Politics & Government

Immigration debate rages in Arizona, around nation

PHOENIX — More than a dozen people protesting Arizona’s hard-line stance against illegal immigrants were arrested Thursday, demonstrating that a ruling by a federal judge blocking most of the state’s controversial new immigration law will not quell the furious debate over the issue here.

Despite Wednesday’s ruling by U.S. District Judge Susan Bolton temporarily putting key parts of the law on hold, hundreds of demonstrators fanned out in Phoenix, arguing the state remains inhospitable to immigrants.

“It’s not over yet,” said Vanessa Bustos, 24, who chained herself to five other activists, blocking the door to the Maricopa County Jail. “There are other bills being enacted against the Latino community.”

As if to highlight that point, Maricopa County Sheriff Joe Arpaio is launching his 17th “sweep,” in which his deputies and volunteers fan out in immigrant neighborhoods, stop people for sometimes minor violations and then check their immigration status.

Arpaio has said the enjoinment of the law, SB 1070, does not take away any of his ability to try to drive illegal immigrants from the state. SB 1070 made that approach official state policy, arguing that illegal immigration has harmed Arizona.

Manuel Esquivel, of Phoenix, applauded the efforts of those who were arrested. He said he’s lived in Arizona for 40 years and that his family has been in the United States for generations.

“Arizona has always been racist,” said Esquivel, who was wearing a “Legalize Arizona” T-shirt. “The world needs to know what’s going on in Arizona.”

Esquivel said the next step is encouraging Latinos to vote. Even with the injunction against SB 1070, Esquivel said he’s still worried. “There’s nothing to prevent the cops from stopping me and asking for my papers.”

The protesters, some of whom gathered well before dawn Thursday, marched to various venues in Phoenix, including the federal courthouse where Bolton issued her injunction.

Protesters later gathered near City Hall and Arpaio’s headquarters, clutching signs that said “We reject racism” and “No racial profiling.” Other signs proclaimed “No more raids.”

People chanted “Stop 1070, we will not comply,” while drums thumped in the background. A group of about 30 people locked arms and blocked a downtown intersection.

Celina Benitez, 31, with the Southern California Immigration Coalition, said she came to Arizona from Los Angeles to show her support for Arizonans who are protesting the law. Benitez said she is concerned about other states proposing similar legislation.

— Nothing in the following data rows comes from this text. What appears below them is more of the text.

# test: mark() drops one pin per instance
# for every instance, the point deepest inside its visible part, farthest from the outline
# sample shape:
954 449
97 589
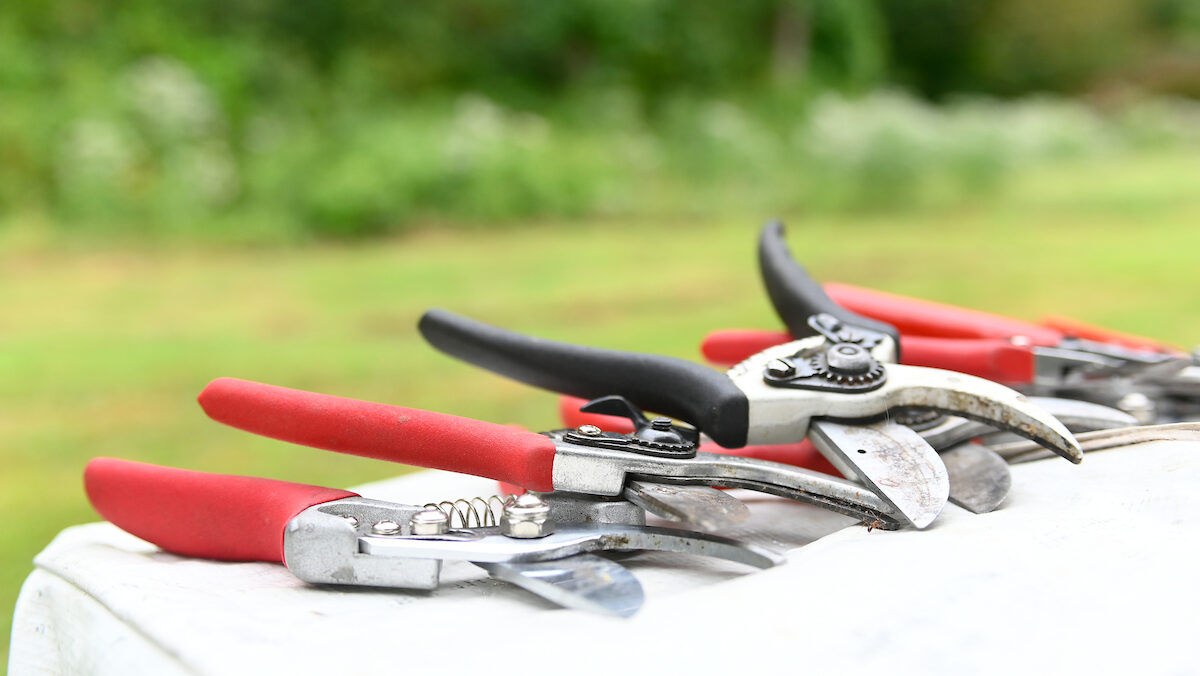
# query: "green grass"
102 352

“This is not just about SB 1070,” she said. “This isn’t just about Arizona. To some people it may seem like a victory; we are saying it’s not.”

SB 1070, which would have taken effect Thursday, declared that the state’s policy is “attrition through enforcement” — an attempt to drive out illegal immigrants, who make up about 7 percent of the population in Arizona, through a series of criminal penalties. Even without the law, though, the state has used many tools against illegal immigrants.

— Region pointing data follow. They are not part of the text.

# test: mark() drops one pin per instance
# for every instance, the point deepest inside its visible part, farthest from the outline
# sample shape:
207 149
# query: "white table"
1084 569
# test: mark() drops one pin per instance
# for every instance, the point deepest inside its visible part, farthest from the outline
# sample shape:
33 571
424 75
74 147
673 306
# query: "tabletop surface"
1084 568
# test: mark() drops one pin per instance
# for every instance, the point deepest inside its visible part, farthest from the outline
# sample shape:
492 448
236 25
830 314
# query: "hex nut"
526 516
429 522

Among the marchers were Gloria Lopez and her husband, Roberto, both illegal immigrants. The couple said they have six U.S.-born children and have lived in the U.S. for 22 years, both holding steady jobs, he as a truck driver, she as a cashier.

“The American dream doesn’t exist,” she said. “We aren’t free.”

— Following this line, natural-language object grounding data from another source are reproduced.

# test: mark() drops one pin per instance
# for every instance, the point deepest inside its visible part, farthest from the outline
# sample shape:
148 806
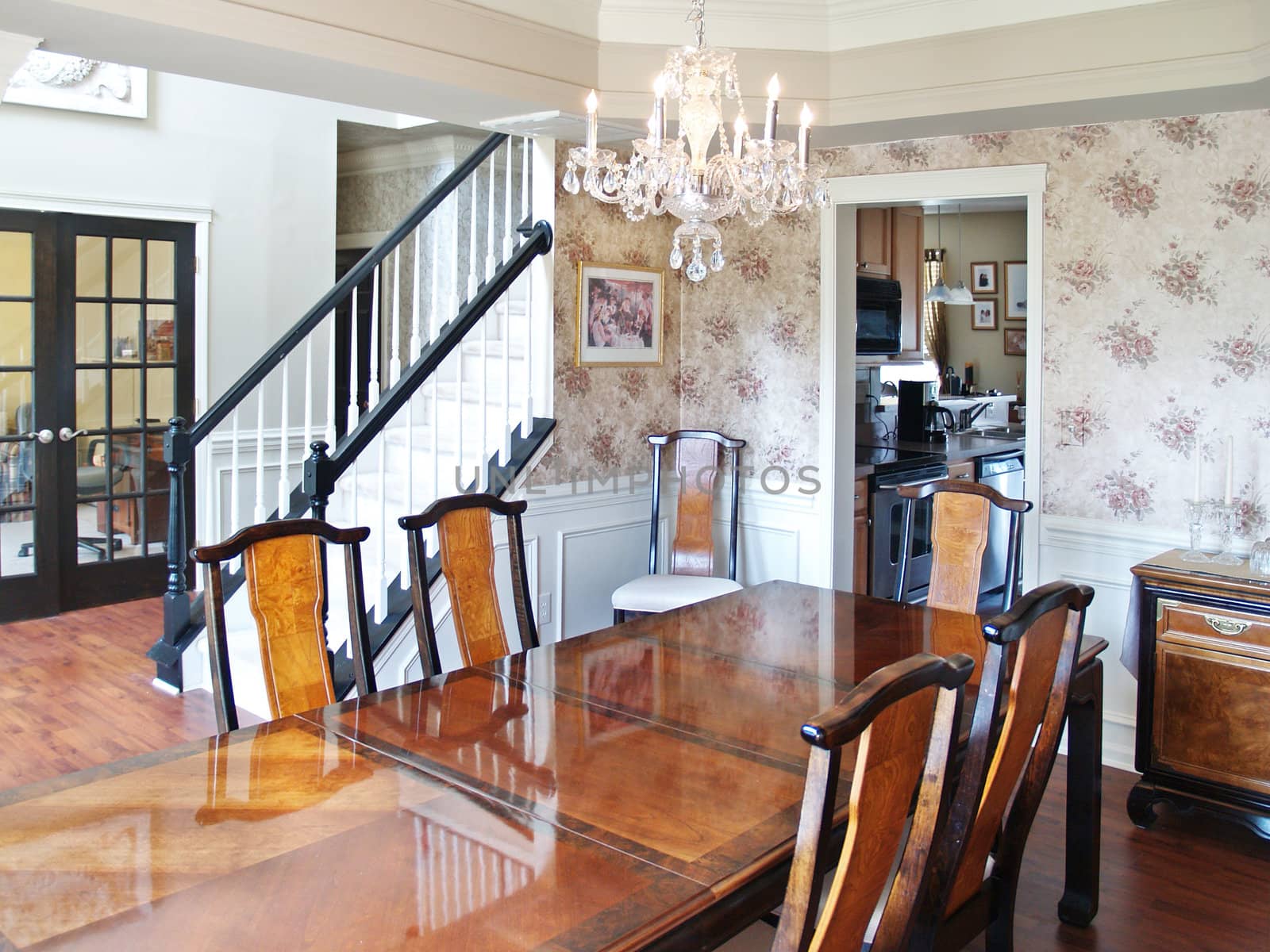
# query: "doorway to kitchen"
840 268
97 351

The couple said they considered leaving Arizona but decided to stay because of their children. As a result, they said, they rarely leave the house on weekends.

“If we leave, we don’t know if we will come back to our home,” Gloria Lopez said. “Senor Arpaio, with the law or without the law, he’s going to continue.”

Some protesters had come from California. Beatriz Ramos, of South Pasadena, came with her husband, Rosendo. He sat in a wheelchair holding a poster that said, “We are the backbone of the United States.” He held a basket of bread in his lap.

“We want to remind the governor and Sheriff Arpaio that they eat the fruit and vegetables we pick,” Beatriz Ramos said.